El caballero, arrodillado, observa como hormigas a la multitud que fluye decenas de pisos más abajo. Mira atentamente a esa pareja de novios que se comen a besos en aquel rincón, a la señora que pasea a ese niño de gorro rosa en un carrito, al señor con su pipa y su perro atado con correa. Comprueba una y otra vez que todo transcurre con normalidad, como un ángel al que nadie puede ver, como un alma a la que nadie puede tocar.
Su vida es su promesa; su juramento, su causa. Nadie le dijo que viviría en soledad, nadie le comentó que no le agradecerían sus noches en vela, su esfuerzo para mejorar por ellos, su tiempo entregado a una sociedad egoísta y cruel. Y se pregunta si los demás lo hubieran hecho por él. Es más, se pregunta quién vigila al vigilante, mientras salta de terraza en terraza, como un ser alado surgido de alguna arcaica mitología. Y se desespera al pensar que, con todo su esfuerzo y dedicación, nunca podrá evitar todo el dolor que el ser humano causa, puesto que está en su propia condición.

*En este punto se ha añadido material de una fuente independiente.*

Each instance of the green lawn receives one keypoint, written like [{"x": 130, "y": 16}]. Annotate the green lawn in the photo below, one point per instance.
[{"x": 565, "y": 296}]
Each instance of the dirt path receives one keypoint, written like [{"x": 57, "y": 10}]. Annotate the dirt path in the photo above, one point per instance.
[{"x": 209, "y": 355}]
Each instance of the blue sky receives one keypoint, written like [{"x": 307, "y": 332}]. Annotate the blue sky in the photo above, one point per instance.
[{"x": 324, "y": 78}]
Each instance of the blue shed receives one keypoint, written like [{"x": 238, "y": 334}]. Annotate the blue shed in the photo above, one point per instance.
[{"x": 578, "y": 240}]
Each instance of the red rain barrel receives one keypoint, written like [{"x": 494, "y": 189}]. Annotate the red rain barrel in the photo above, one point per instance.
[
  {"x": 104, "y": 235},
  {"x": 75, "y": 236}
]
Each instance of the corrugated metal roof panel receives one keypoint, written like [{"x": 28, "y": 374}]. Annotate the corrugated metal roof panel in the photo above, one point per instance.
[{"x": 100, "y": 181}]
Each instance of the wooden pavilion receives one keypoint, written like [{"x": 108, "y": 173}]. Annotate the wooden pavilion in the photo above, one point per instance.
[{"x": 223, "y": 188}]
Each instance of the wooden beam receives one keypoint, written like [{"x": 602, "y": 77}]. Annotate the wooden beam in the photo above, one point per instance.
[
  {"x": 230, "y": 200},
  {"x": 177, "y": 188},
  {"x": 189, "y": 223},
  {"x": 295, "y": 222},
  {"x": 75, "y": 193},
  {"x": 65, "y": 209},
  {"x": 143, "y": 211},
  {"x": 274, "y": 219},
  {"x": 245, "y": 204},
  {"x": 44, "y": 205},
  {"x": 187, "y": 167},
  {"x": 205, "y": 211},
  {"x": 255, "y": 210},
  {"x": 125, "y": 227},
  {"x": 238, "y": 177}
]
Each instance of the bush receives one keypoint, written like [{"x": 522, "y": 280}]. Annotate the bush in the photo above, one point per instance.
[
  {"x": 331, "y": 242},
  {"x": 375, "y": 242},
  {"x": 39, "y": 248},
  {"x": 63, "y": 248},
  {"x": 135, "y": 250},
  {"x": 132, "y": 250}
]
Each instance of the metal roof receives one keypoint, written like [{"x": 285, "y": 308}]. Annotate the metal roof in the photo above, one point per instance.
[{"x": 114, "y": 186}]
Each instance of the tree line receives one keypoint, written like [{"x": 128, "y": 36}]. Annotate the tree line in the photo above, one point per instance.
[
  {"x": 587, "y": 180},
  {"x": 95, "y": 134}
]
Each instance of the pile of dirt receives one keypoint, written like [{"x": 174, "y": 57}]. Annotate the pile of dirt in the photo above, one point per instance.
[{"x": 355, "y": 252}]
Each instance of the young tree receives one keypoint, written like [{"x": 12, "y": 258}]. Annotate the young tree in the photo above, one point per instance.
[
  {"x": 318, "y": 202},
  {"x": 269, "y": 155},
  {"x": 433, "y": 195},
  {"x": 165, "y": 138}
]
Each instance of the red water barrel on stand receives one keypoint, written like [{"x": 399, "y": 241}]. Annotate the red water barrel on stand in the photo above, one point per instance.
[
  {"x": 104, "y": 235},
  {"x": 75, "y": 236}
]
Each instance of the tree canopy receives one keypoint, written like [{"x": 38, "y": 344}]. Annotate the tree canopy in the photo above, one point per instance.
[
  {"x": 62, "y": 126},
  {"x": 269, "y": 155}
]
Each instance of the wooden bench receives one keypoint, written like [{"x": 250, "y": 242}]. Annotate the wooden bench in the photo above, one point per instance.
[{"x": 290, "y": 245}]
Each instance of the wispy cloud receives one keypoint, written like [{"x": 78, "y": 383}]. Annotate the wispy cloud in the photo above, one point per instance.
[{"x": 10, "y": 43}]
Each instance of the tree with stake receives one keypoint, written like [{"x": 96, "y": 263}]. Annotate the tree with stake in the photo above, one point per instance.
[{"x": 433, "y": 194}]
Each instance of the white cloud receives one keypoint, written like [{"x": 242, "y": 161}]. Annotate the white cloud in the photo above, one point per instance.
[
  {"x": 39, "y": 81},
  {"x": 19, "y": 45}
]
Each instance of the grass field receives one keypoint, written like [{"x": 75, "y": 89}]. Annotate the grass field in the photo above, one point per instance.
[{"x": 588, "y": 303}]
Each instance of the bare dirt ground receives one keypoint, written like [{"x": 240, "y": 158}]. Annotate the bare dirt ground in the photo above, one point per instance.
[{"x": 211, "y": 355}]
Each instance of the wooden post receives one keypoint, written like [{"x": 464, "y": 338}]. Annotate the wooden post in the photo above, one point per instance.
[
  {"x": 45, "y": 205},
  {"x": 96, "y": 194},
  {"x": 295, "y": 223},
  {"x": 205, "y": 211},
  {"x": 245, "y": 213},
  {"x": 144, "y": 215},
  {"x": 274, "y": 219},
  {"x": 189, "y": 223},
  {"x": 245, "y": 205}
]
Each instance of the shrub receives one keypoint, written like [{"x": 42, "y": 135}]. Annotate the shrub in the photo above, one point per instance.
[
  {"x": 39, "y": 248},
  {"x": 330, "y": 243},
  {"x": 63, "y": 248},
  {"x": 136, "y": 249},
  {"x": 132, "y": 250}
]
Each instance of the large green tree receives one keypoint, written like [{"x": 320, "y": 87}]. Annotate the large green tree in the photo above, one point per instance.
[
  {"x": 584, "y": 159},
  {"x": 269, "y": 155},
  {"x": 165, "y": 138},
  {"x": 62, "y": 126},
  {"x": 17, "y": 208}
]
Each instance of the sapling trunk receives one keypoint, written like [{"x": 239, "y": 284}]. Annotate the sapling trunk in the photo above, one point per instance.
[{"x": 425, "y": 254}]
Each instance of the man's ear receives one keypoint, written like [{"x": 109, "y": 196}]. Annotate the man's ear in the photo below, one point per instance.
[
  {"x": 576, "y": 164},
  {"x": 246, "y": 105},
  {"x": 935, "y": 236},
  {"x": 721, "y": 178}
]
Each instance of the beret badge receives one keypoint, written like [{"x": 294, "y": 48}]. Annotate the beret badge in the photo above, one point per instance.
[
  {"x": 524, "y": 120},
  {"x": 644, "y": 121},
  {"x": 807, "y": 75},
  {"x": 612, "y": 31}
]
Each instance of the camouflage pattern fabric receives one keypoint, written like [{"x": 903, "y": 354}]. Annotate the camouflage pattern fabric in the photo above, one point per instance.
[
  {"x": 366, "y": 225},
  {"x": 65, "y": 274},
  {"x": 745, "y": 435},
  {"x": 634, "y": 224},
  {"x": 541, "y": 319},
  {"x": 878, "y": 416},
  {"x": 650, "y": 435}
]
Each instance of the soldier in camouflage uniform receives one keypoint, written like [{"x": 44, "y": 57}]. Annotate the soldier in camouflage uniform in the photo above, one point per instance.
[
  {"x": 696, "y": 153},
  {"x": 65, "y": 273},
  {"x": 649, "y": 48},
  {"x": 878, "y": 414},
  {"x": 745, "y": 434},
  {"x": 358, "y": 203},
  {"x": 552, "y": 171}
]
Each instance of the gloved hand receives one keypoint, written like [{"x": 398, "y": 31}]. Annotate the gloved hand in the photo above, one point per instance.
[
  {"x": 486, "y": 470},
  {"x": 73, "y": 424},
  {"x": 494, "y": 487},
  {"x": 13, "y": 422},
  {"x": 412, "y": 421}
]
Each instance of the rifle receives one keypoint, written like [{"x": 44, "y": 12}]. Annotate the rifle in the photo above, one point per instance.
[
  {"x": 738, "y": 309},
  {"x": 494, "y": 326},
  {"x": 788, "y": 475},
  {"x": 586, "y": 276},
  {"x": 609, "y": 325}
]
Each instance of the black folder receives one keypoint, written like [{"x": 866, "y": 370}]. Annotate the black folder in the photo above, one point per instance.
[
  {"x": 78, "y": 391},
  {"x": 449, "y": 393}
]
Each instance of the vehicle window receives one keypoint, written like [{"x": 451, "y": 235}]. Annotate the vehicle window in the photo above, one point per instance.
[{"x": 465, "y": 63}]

El caballero se despierta empapado en su cama, bañado en su propio sudor. No, no era una pesadilla, la pesadilla comienza ahora, al comprobar como, tras la neblina del sueño, su poder, si acaso alguna vez ha existido, se pierde en los brazos de Morfeo. La consciencia de su mortalidad le oprime el pecho, le corta la respiración y, jadeando, se incorpora de la cama pensando una vez más que, por desgracia, sólo con códigos de honor poco sufrimiento podrá ahorrar.